L’effet Trump : l’Inde se lancera-t-elle dans le dégel chinois en 2025 ?
Inversant la tendance observée dans les relations entre l’Inde et la Chine au cours des cinq dernières années, l’année à venir s’annonce inhabituellement optimiste. Pour la première fois dans l’histoire récente, les hostilités bilatérales sont passées au second plan, même si une coopération et une confiance franche font toujours défaut. Néanmoins, malgré ces perspectives positives, la trajectoire inégale de la Chine avec l’Inde sous l’ère Xi Jinping continue de justifier une lecture prudente des événements actuels. Ajoutez à cela un Donald Trump renaissant, et le dégel sino-indien semble encore plus capricieux.

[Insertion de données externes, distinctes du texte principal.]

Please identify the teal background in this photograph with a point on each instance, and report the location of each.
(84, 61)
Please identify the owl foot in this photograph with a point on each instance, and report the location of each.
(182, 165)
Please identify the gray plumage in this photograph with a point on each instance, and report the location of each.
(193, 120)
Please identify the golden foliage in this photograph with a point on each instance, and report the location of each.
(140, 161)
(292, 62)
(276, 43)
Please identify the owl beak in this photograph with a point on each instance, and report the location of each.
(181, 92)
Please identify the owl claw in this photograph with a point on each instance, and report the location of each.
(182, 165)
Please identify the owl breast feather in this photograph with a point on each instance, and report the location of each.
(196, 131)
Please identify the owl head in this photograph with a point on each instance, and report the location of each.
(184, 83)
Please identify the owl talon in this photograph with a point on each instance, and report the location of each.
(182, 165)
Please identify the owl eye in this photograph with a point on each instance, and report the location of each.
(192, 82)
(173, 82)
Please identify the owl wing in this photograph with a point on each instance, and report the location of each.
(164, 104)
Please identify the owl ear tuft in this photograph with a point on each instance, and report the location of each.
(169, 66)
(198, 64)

Vers la mi-décembre, l'Inde et la Chine conclu la 23e réunion des représentants spéciaux pour la question frontalière sino-indienne à Pékin. Les représentants – le ministre chinois des Affaires étrangères Wang Yi et le conseiller indien à la sécurité nationale Ajit Doval – ont principalement reconnu la nécessité de promouvoir une « gestion efficace des frontières » pour maintenir « la paix et la tranquillité à la frontière ». Malgré cette formulation, les observateurs chinois savent que cette dernière reste une expression clichée utilisée régulièrement lors de tels briefings. Cependant, l'expansion des relations bilatérales était liée au succès des futures réunions entre les représentants, comme l'ont souligné les derniers entretiens.
Quelques mois plus tôt, en octobre, les deux parties avaient également atteint un cap désengagement un pacte sur les patrouilles dans les zones frontalières de Depsang et Demchok le long de la ligne de contrôle effectif (LAC) – la frontière de facto, elle-même contestée.

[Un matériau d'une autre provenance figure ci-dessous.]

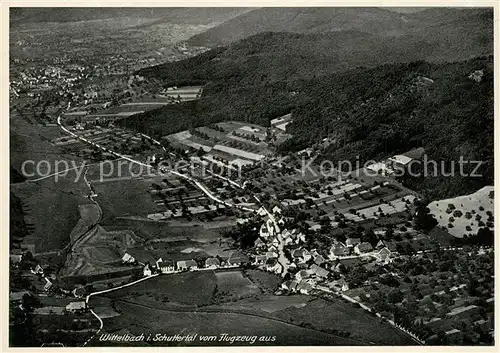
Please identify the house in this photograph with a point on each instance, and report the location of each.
(16, 258)
(77, 307)
(339, 249)
(273, 248)
(237, 258)
(17, 297)
(262, 212)
(304, 287)
(263, 233)
(79, 291)
(380, 245)
(273, 265)
(350, 242)
(271, 254)
(298, 255)
(302, 274)
(318, 271)
(318, 260)
(260, 259)
(399, 161)
(341, 284)
(128, 259)
(259, 243)
(48, 284)
(147, 270)
(290, 285)
(166, 266)
(383, 255)
(270, 227)
(212, 262)
(187, 265)
(363, 248)
(37, 270)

À première vue, une telle double promesse semble en phase avec le tourbillon de gros titres nationaux et internationaux marquant le début d’un nouveau chapitre pour l’Inde et la Chine dans la résolution de leurs différends. Cependant, à y regarder de plus près, cette bonhomie semble alourdie par de multiples facteurs, notamment leur leadership.
Le moment choisi pour ces développements « positifs » est également particulièrement remarquable : dans un contexte d’engagements florissants entre l’Inde et les États-Unis et du retour imminent de Donald Trump à la présidence des États-Unis. Trump a déjà indiqué une trajectoire difficile à suivre avec Pékin, les faucons chinois étant ses choix en matière de sécurité nationale. Même vis-à-vis de l'Inde, l'imprévisibilité de Trump entraînera des défis, la solution immédiate et simple de New Delhi réaction positive malgré la victoire de Trump. La façon dont la triangularité Chine-Inde-États-Unis se déroulera dans les mois et les années à venir serait l’un des récits les plus convaincants à surveiller dans le paysage régional et mondial.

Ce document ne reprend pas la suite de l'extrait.